With his parents not milking, Ransom was worried the farm would be sold.
“Instead of going to grad school and continuing my education in history, I decided to try to figure out how to make money on a hill farm in Vermont,” he says. “We had always had Guernsey cattle and so in the spring of 1996 I started looking for a herd of cows I could buy. I purchased a herd of 24 Guernseys in central New York and they arrived on Aug. 2, 1996.”
His business plan was to achieve certified organic status and sell milk to The Organic Cow in Chelsea. At the time, the going rate for organic milk was a two-year contract at $19 per hundredweight.
“A good, stable price meant I could plan and budget with that variable locked in. I sold milk to the Organic Cow until April of 2001, when we opened the creamery and started bottling our own milk,” he says.
“The name 'Rockbottom' came from my father, who says it came to him while building a stone culvert in December,” he adds. “I think he had become disillusioned with the people he had to work with at the commune who seemed to not want to work at all.”
Three days a week, Ransom arises at 4 a.m. to milk and other days he's up at 5:30 a.m. to tend to other chores. He employs one full-time and one part-time employee, and his four boys also help. His eldest son Jackson, 18, an engineering student at the University of Vermont, has expressed an interest in continuing the family tradition but isn't yet sure.
As far as discrimination, as Ransom points out, “literally my entire community is white.”

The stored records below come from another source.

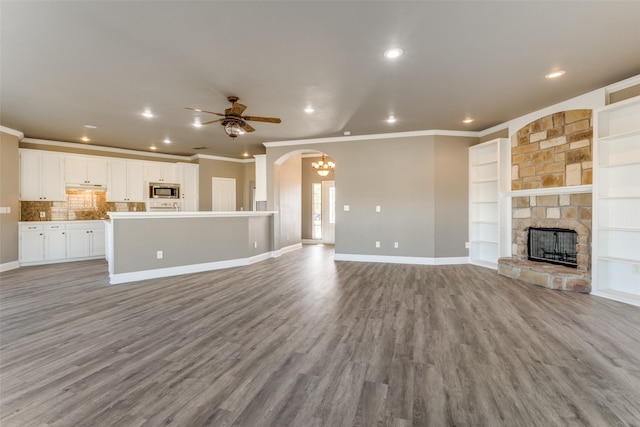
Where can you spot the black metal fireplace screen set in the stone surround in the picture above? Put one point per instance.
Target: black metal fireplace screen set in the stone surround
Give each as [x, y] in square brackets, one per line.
[554, 245]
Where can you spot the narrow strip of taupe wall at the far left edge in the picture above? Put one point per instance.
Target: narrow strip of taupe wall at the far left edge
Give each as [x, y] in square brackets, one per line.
[9, 193]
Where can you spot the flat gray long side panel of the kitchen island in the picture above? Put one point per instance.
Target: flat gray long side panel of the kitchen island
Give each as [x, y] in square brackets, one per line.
[183, 241]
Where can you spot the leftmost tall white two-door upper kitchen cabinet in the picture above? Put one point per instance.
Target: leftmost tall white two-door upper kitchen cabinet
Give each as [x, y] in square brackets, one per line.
[41, 176]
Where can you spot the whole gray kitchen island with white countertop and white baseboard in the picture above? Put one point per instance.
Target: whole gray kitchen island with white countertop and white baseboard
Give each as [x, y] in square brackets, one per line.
[146, 245]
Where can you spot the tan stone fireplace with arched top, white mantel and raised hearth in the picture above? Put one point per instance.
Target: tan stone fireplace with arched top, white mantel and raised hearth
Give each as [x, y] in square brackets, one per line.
[551, 177]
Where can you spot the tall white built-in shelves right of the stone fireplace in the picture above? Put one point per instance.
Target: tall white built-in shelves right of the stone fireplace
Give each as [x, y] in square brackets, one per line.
[616, 238]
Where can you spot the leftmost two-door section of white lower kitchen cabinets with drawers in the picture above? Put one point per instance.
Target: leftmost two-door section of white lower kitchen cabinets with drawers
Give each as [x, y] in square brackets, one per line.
[42, 242]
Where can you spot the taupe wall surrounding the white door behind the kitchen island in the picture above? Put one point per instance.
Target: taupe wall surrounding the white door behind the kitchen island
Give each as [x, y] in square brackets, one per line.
[210, 168]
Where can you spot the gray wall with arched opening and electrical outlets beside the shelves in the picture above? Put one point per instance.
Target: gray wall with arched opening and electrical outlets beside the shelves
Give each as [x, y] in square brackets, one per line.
[420, 183]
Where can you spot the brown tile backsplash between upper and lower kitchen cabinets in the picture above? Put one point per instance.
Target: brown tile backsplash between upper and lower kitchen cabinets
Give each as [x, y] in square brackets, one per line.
[79, 205]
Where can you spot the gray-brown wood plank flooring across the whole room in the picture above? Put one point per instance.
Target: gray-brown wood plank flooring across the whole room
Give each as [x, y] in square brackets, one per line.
[302, 340]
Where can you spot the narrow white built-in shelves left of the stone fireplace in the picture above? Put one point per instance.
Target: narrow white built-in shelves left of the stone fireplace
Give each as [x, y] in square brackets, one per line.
[485, 175]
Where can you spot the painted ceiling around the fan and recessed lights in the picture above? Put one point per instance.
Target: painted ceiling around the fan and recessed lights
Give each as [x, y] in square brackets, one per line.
[68, 64]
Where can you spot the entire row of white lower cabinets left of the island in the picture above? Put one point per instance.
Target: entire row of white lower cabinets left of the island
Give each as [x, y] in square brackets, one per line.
[48, 242]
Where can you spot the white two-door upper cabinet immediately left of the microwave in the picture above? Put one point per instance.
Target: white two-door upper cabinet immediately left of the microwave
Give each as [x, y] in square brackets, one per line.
[126, 181]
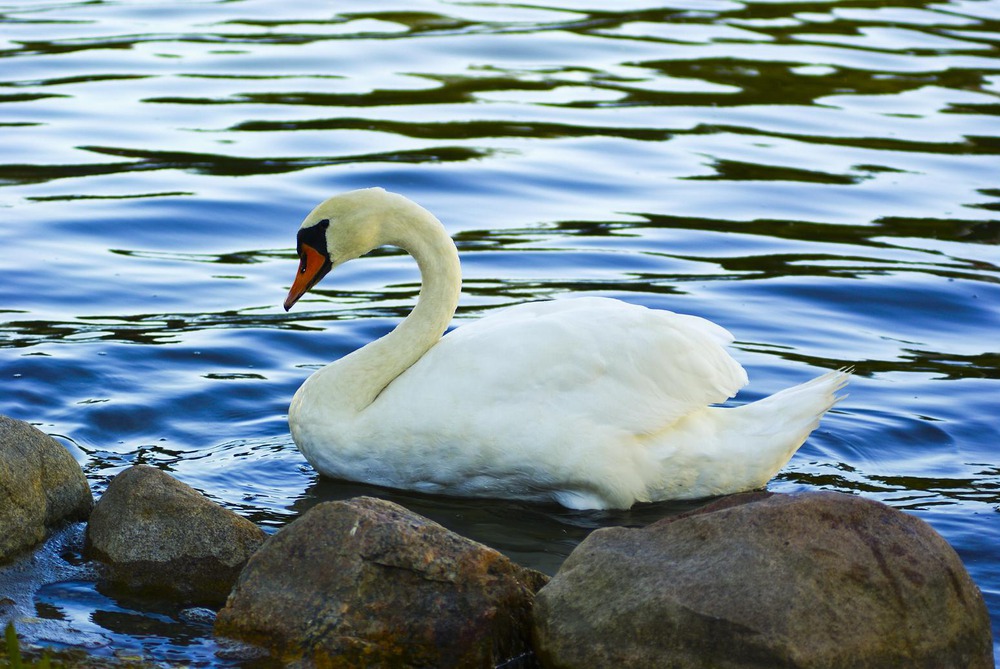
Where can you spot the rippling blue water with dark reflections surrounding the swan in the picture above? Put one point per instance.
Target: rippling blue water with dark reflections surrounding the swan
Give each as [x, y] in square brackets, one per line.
[820, 178]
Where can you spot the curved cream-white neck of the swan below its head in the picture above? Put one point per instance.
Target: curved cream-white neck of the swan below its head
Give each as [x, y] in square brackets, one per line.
[355, 381]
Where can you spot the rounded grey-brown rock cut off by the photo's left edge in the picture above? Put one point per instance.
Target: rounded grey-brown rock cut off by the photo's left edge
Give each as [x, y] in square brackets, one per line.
[41, 485]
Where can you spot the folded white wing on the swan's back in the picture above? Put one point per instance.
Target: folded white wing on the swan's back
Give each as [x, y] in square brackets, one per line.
[592, 359]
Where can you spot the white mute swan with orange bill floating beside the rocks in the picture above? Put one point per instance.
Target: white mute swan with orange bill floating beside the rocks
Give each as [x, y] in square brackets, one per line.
[591, 402]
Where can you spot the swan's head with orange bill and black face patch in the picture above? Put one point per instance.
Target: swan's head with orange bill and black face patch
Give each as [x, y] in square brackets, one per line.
[345, 227]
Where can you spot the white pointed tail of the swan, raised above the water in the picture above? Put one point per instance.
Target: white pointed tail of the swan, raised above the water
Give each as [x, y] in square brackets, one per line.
[742, 448]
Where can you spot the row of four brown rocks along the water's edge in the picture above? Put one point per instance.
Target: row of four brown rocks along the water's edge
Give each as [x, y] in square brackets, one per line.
[816, 579]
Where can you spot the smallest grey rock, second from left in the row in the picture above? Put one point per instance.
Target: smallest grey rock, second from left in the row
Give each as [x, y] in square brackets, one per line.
[152, 531]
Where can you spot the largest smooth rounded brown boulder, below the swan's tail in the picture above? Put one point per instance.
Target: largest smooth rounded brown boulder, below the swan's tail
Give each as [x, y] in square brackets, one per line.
[759, 580]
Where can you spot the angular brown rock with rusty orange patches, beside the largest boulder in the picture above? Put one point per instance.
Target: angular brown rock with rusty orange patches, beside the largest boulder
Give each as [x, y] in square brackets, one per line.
[367, 583]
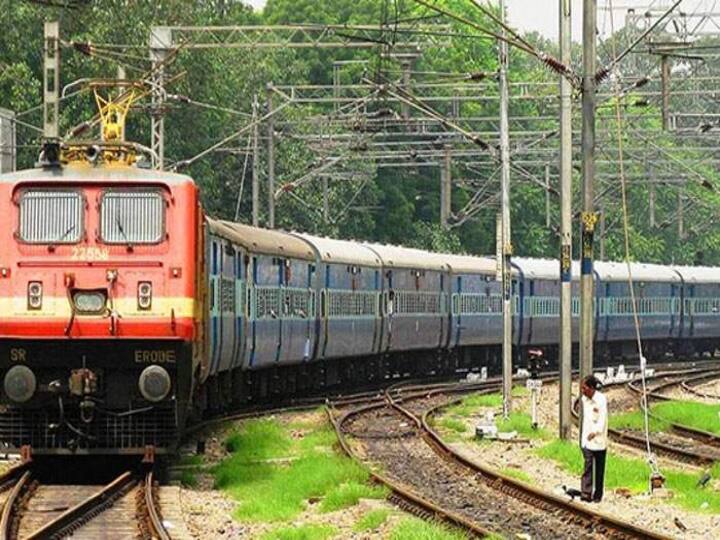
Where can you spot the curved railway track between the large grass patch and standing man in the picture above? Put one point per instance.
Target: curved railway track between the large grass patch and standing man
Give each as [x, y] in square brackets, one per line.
[426, 474]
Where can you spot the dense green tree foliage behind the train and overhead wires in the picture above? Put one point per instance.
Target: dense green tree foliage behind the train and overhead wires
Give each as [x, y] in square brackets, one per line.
[394, 205]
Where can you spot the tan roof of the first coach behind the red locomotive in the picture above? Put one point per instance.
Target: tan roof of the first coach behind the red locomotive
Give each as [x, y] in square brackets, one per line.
[265, 241]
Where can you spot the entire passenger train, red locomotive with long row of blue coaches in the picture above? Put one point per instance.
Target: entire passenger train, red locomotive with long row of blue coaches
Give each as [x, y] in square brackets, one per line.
[126, 312]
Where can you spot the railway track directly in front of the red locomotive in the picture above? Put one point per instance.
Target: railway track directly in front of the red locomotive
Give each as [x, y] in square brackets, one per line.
[125, 508]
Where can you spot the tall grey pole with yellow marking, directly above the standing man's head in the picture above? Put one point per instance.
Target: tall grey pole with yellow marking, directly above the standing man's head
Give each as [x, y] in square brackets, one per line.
[588, 216]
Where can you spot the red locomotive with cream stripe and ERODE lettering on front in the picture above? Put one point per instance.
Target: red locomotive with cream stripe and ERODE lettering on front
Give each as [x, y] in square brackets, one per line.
[93, 249]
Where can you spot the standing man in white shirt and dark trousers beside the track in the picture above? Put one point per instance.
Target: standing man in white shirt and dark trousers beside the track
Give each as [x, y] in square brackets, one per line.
[593, 439]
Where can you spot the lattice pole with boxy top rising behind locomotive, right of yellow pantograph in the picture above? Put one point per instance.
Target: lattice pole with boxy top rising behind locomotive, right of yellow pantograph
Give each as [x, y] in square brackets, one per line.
[160, 43]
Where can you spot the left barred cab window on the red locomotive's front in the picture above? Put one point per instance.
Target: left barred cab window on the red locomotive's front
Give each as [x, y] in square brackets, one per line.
[51, 216]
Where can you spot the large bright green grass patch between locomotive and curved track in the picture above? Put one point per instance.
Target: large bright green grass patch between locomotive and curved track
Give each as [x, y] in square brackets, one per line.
[277, 490]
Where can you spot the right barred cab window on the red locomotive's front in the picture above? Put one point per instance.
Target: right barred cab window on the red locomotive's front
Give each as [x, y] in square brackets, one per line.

“I have experienced individual racism, but quite little,” he says. “Mostly, it is ignorant people who have very little, if any, experience with Black folks, but I grew up here, so most people from here know me.”
“My farming experience is pretty much the same as a white farmer's. I do all the same work, I fix all the same broken tractors and injured cows, I deal with the same weather, I watch cows give birth, I watch cows die,” he says.
“The thing that is different is dealing with people, mostly ignorant people, who might question why I'm here,” he says, noting that “the worst racism I have felt is from people not from Vermont.”
He describes that racism as from those from out of the area who are sometimes surprised that, in this white bastion, a Black farmer not only exists but is doing business with them.
“It is hard to fault salespeople coming to a farm, having only talked to me on the phone, being surprised that I am not white,” Ransom says. “After all, I talk like a Vermonter - I even have an accent, I've been told.”
“I think it would be great to have more Black farmers in Vermont [...] we need more farmers,” he notes. “I don't think Black farmers ever was a thing in Vermont [...] in the USA, the number of Black farmers has dropped in the last 100 years from about 14 percent to about 2 percent, which was mostly driven by the great migration to Northern cities from the South.”
“That is a complex issue because what those folks were escaping was Jim Crow segregation [and] looking for a better life,” Ransom says. “Many of them were happy to give up their farms for a chance at a better life. Most of those folks were not dairy farmers, they were small-scale vegetable growers and maybe some hogs and chickens.”
“There was wide-scale discrimination in money lending and government assistance in the '50s, '60s, and '70s, and there are attempts to rectify that now,” he says, “but it is mostly too little, too late.”